We designed RavenDB to be a server side database, to be used to run large scale business applications. Surprisingly for us, there is a large group of users that have taken RavenDB and actually run it as part of their deployed systems. In other words, instead of having a single large RavenDB cluster they will typically deploy many (hundreds in the small cases, tens of thousands to millions in the large cases) of RavenDB instances across a wide variety of locations.
Part of that is the fact that RavenDB can be embedded inside an application quite easily. That means that we don’t need complex setup or administration. You can just use RavenDB from your application and everything Will Just Work. Another factor is the fact that you can run RavenDB on very low end machines, including 32 bits machines, ARM SoC, etc.
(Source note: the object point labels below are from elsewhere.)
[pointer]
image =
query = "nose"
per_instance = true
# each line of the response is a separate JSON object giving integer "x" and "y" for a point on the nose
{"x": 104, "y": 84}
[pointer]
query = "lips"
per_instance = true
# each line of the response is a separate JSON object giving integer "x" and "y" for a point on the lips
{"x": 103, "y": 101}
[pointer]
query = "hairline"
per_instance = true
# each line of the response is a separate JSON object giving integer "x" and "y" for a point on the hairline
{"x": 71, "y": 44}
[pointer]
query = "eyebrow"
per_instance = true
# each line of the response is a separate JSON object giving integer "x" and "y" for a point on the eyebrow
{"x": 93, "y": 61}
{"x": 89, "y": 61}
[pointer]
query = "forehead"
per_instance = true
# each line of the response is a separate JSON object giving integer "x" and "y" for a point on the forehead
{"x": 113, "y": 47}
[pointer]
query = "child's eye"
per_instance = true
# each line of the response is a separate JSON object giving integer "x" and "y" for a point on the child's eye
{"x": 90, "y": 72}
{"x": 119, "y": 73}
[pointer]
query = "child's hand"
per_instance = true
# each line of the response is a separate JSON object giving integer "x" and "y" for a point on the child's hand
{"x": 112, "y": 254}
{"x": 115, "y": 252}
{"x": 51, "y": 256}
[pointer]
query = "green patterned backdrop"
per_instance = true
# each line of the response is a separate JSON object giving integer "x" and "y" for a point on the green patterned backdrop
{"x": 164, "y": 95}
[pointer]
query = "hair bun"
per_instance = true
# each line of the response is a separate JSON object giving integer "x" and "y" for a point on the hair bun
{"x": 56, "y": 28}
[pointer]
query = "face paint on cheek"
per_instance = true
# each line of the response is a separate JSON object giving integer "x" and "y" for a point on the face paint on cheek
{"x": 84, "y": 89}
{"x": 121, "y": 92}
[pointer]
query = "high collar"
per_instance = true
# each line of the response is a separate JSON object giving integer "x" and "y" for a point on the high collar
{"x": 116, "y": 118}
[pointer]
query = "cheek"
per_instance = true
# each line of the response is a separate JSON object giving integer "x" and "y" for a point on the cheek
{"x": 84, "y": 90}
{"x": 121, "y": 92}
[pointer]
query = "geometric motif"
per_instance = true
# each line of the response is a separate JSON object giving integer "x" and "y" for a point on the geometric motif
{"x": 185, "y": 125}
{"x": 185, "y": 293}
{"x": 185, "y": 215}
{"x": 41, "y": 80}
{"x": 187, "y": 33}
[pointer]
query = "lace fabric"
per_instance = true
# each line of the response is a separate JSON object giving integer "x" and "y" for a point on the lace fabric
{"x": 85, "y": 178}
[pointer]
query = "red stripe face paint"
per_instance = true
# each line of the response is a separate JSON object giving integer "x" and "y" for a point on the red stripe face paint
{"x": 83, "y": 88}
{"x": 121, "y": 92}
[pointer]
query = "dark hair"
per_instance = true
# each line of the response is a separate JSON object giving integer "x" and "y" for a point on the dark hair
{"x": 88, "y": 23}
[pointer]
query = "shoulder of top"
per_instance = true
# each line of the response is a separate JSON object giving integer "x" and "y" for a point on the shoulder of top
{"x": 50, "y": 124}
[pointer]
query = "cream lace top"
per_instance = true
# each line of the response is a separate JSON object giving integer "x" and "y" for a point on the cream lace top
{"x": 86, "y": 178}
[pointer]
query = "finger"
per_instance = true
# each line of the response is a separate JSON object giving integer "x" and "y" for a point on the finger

One use case was a point of sales system that had to spec out their hardware a decade in advanced and had to deal with existing installations that were still running hardware from 10 years ago (with little desire to upgrade). Another use case was deploying RavenDB as part of an industrial robot package, with RavenDB installed on a 32 bits ARM system on chip that control the robot.
That kind of deployment pattern lead to interesting requests. For example, several of our customers need ad hoc replication in a location. So all the nodes in a particular physical location will join together to a full mesh of replicated nodes. This gives us high availability in a particular location with any node in the network being able to service any request across the entire location. Boot up a new machine, wait a bit for the rest of the network to update it and you are good to go. This also helps when you consider your machines to be unreliable (because they are old, beaten down and generally minimally maintained).
Another scenario with the need for dynamic topologies is the deployment of RavenDB as set of independent nodes that need to report to some sort of head quarters. This is easy to do by defining external replication or ETL on the node and have it send all the relevant data to a central location for processing. This way, you get a cheap “always available” local node but can still have a global view of your data. I posted about something similar in the past, if you care for the details.
We are now looking for additional features to serve this kind of deployment. In particular, we are interested in making it easy to share data and generate analytics across widely distributed and separated set of instances. One of things that we are currently considering is some form of integration with the cloud. For example, consider Amazon Athena, which allow you to run analytics queries on files residing in S3. We can define ETL processes that would upload the data from RavenDB as it is changed on each individual node. This way, you have each node pushing data to the cloud and a central location that can run live analytics on the data.
What are your thoughts on this? And what other features do you think will serve this kind of scenario?